New York: Tashfeen Malik, the Pakistani woman suspect in the San Bernardino mass shooting, is believed to have paid a visit to India in 2013, an official of the Saudi Interior ministry has claimed.
The 27-year-old California mass shooting suspect travelled to India from Saudi Arabia once in 2013, a year before she went to the United States with her husband, The New York Times quoted Saudi Interior Ministry spokesman Mansour Turki as saying.
As per the report, Malik had left for India after one of her visits to the Saudi kingdom. Malik had arrived in Saudi Arabia in June, 2008, from Pakistan to visit her father and stayed for about nine weeks before returning to Pakistan, the official informed.

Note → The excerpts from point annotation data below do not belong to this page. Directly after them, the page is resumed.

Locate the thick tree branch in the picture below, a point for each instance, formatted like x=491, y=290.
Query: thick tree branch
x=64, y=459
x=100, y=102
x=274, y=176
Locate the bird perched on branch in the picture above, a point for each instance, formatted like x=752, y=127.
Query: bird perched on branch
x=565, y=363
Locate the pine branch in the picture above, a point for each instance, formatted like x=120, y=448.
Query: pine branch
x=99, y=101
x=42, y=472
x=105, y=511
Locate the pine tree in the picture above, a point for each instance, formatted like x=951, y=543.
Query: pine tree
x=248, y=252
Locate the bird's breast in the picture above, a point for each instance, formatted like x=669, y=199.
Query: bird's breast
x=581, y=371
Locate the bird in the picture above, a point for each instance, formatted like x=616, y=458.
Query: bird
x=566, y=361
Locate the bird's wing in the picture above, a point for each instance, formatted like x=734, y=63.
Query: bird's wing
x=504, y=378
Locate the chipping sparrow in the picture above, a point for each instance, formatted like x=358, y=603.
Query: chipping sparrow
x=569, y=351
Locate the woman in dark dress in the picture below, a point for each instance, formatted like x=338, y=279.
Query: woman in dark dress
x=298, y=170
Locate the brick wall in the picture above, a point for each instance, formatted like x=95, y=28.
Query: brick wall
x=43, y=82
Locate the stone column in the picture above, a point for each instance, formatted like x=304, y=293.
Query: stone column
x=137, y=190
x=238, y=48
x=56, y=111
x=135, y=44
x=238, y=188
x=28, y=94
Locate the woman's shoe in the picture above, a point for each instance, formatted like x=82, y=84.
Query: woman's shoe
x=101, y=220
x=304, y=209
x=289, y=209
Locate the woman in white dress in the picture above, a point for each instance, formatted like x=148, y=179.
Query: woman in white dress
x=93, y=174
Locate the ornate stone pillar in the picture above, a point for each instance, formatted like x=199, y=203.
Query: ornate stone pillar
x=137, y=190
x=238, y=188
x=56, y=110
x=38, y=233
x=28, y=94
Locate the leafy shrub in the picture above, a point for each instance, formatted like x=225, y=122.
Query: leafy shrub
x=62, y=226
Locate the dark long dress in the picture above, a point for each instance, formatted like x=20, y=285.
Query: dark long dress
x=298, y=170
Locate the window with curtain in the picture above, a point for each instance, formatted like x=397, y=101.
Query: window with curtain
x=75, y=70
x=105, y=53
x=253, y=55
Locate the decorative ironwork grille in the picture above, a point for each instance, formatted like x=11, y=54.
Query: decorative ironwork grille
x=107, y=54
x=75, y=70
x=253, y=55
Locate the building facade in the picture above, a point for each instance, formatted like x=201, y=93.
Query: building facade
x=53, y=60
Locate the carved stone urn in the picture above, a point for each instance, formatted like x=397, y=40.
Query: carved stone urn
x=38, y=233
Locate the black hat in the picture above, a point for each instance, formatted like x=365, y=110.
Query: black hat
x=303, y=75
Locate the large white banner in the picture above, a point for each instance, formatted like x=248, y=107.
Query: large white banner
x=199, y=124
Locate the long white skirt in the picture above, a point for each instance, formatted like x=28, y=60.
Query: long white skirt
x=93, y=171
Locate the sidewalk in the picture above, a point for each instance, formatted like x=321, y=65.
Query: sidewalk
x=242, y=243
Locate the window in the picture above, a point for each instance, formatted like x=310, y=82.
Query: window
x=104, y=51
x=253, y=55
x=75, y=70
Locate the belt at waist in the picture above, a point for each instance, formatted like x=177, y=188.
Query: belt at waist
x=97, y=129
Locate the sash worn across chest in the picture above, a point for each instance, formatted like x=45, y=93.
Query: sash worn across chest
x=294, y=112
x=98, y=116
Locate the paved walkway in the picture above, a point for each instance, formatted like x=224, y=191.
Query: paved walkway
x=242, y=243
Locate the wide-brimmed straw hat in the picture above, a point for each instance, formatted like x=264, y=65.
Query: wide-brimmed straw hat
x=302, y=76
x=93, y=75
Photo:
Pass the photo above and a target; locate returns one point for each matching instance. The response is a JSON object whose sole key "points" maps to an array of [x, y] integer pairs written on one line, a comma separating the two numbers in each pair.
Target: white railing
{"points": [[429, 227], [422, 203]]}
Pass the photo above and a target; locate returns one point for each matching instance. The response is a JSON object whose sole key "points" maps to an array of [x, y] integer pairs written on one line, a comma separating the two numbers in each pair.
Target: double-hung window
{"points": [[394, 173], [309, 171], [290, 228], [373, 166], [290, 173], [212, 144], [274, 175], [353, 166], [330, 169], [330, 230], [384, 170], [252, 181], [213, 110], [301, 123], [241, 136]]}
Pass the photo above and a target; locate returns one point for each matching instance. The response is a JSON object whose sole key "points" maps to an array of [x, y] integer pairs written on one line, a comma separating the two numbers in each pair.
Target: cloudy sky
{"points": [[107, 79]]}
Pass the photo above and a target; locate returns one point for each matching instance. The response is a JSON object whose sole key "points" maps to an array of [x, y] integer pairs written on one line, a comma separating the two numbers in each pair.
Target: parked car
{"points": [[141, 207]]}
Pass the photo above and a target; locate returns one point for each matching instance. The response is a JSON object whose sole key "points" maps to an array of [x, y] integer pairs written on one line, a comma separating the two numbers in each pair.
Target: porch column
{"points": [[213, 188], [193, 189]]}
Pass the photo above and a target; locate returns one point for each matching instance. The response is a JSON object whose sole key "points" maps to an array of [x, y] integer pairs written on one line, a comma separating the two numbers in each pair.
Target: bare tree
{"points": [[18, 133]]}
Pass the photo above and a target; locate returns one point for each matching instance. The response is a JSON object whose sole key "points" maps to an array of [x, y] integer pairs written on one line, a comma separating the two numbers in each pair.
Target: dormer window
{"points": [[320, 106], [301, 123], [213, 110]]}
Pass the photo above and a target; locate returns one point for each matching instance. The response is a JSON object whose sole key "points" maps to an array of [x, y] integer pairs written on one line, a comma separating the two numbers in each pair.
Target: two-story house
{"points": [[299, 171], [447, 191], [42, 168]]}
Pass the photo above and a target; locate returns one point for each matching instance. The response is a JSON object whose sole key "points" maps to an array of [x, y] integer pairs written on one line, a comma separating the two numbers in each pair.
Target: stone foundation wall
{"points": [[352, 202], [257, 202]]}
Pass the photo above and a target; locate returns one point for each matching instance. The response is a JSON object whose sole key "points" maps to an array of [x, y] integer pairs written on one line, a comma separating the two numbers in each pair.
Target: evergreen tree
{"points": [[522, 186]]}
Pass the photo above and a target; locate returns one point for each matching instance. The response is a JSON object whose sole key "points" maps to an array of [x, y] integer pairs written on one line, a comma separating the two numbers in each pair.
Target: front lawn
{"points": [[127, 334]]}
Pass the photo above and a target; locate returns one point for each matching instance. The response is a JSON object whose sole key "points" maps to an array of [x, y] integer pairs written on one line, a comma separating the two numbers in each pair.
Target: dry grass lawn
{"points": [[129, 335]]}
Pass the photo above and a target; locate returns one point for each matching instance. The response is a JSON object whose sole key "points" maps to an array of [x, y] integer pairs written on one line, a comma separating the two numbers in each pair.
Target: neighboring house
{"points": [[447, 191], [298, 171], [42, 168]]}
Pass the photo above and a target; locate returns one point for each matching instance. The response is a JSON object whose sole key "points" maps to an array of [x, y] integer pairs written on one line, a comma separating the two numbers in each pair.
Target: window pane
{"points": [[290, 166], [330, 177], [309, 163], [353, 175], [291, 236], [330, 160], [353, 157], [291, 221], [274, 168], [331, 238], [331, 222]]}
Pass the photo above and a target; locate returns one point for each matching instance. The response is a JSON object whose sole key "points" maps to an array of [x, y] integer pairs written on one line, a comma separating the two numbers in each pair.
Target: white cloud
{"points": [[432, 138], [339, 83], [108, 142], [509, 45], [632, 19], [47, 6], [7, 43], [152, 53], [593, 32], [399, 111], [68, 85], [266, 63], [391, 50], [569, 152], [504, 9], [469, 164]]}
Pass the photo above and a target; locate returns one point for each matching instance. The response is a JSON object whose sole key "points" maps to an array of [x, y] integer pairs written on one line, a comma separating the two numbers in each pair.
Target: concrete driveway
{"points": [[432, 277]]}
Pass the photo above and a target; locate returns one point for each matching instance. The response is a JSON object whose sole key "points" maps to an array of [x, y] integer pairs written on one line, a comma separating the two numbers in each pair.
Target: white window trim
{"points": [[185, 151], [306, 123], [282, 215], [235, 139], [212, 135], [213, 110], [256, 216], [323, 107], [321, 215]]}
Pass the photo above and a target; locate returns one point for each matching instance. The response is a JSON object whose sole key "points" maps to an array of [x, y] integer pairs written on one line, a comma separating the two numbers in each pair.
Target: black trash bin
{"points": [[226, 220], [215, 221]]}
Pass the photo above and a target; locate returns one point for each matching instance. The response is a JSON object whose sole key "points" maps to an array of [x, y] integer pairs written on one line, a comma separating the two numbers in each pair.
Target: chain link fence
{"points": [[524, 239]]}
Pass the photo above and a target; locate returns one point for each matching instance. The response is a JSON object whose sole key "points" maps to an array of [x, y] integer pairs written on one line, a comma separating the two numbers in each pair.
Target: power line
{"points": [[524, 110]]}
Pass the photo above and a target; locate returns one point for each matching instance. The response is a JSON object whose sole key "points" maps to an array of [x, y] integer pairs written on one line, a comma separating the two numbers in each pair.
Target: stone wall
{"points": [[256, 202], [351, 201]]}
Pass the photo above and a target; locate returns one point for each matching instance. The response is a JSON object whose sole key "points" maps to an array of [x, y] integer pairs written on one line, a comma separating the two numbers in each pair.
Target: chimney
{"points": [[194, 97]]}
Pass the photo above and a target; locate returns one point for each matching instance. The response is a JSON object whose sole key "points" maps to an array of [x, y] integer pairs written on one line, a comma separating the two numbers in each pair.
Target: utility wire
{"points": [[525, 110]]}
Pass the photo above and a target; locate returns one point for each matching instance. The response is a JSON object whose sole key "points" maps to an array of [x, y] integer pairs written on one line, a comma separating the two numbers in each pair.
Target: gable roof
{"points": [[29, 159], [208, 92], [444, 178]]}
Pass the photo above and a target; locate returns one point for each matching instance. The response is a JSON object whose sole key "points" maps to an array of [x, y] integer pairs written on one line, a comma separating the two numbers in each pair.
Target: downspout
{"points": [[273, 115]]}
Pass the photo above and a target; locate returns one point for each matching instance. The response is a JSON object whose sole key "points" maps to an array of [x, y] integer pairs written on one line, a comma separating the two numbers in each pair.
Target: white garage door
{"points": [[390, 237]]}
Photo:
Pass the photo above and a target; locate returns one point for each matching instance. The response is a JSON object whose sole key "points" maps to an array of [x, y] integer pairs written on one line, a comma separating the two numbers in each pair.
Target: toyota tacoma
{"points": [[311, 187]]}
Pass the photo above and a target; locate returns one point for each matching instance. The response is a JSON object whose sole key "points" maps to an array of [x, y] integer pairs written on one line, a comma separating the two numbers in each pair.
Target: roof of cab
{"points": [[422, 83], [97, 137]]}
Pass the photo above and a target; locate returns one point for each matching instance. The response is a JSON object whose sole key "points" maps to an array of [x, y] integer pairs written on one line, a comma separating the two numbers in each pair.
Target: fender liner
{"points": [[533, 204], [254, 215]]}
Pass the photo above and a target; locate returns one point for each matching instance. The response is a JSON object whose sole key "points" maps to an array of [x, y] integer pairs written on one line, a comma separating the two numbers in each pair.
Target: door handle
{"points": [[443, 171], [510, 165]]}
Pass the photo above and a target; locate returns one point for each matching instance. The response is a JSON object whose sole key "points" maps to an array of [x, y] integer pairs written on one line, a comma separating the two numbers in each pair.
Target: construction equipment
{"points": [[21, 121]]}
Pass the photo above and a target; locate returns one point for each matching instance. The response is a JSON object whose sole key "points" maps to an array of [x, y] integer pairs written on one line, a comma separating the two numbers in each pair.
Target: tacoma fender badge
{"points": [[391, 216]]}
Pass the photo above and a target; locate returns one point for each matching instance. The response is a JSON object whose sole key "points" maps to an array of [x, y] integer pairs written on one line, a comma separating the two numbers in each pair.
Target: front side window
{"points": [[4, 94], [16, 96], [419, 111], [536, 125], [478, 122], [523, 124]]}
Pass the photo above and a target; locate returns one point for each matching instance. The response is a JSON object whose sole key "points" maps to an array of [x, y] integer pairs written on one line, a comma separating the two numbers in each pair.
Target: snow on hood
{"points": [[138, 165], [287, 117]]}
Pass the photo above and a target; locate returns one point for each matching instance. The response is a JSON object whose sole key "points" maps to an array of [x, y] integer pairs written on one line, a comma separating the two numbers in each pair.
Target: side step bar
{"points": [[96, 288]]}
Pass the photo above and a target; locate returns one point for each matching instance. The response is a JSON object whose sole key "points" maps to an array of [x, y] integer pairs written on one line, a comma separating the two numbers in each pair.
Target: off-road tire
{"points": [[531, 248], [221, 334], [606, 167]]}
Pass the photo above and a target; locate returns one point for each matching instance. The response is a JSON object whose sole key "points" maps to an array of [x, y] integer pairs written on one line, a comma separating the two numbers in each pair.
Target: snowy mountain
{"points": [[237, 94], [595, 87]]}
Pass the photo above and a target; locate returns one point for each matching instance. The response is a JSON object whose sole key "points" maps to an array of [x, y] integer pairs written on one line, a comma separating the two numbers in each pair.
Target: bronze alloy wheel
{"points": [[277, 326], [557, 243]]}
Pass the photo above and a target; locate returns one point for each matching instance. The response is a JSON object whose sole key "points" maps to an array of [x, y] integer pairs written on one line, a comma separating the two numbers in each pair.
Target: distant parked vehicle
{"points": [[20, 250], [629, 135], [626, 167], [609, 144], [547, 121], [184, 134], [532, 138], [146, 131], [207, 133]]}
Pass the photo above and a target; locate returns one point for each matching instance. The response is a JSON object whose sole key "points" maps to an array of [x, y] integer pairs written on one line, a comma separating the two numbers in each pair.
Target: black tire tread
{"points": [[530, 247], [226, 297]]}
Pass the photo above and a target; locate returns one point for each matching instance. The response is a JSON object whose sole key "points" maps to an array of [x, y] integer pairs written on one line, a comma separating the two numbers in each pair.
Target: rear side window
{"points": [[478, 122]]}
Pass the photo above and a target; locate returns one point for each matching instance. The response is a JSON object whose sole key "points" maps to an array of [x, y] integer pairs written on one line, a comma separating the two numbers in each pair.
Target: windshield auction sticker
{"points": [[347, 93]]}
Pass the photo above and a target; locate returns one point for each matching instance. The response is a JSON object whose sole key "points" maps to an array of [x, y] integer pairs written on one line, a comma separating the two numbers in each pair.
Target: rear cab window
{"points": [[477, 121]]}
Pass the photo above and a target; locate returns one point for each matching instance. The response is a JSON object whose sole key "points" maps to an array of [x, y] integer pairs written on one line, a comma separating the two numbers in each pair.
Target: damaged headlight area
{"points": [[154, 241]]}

"Then, in 2013, she arrived on June 8, from Pakistan, and departed for India on October 6 of the same year," Turki was quoted as saying in the report.
However, there are no further details available to prove that Malik had indeed reached India.
The details emerged during investigations into the backgrounds of Malik and her Pakistani-American husband Syed Rizwan Farook, 28, for carrying out last week's mass shooting that claimed 14 lives before both were shot dead by police.
Turki said there was "no evidence" that Malik had met her husband in the kingdom, but they were in Saudi Arabia at the same time for about five days in October 2013.
Farook visited Saudi Arabia twice, once for the Hajj pilgrimage in October, 2013, and once for an off-season Umraah pilgrimage for nine days in July, 2014.
American officials reported that the couple flew to the US together from Jeddah in July, 2014.
The report said that according to Malik's relatives and acquaintances in Pakistan, she had grown up in Saudi Arabia and had been influenced by its deeply conservative interpretation of Islam.
Saudi officials however denied that she spent significant time in the kingdom, saying she visited only twice, for a few months in total.
Malik had moved with her father, an engineer, from Pakistan's Punjab province to Jeddah, Saudi Arabia, when she was a young child, the report said adding that from 2007 to around 2012, Malik studied in Multan where one faculty member recalled her as a "Saudi girl" because her religious observance was so much stricter than that of her peers.
She obtained her place as a pharmacy student at Bahauddin Zakariya University under a quota system that reserves spots for the children of expatriate Pakistanis - suggesting that she had indeed grown up abroad, the report said.
The New York Times report further said that Saudi officials have denied the idea that Malik took up more fundamentalist views in Saudi Arabia, or that it played a role in the relationship between her and Farook.
"The Saudi narrative has varied to the extent that one official denied she had ever been there," the report said. A day after the attack, a spokesman for the Saudi Foreign Ministry Osama Nugali said told the New York Times that while Farook had visited the kingdom only once, for nine days in 2014, there was no record of Malik having ever entered the kingdom.
"For the lady, we don't have a record of this name," he said.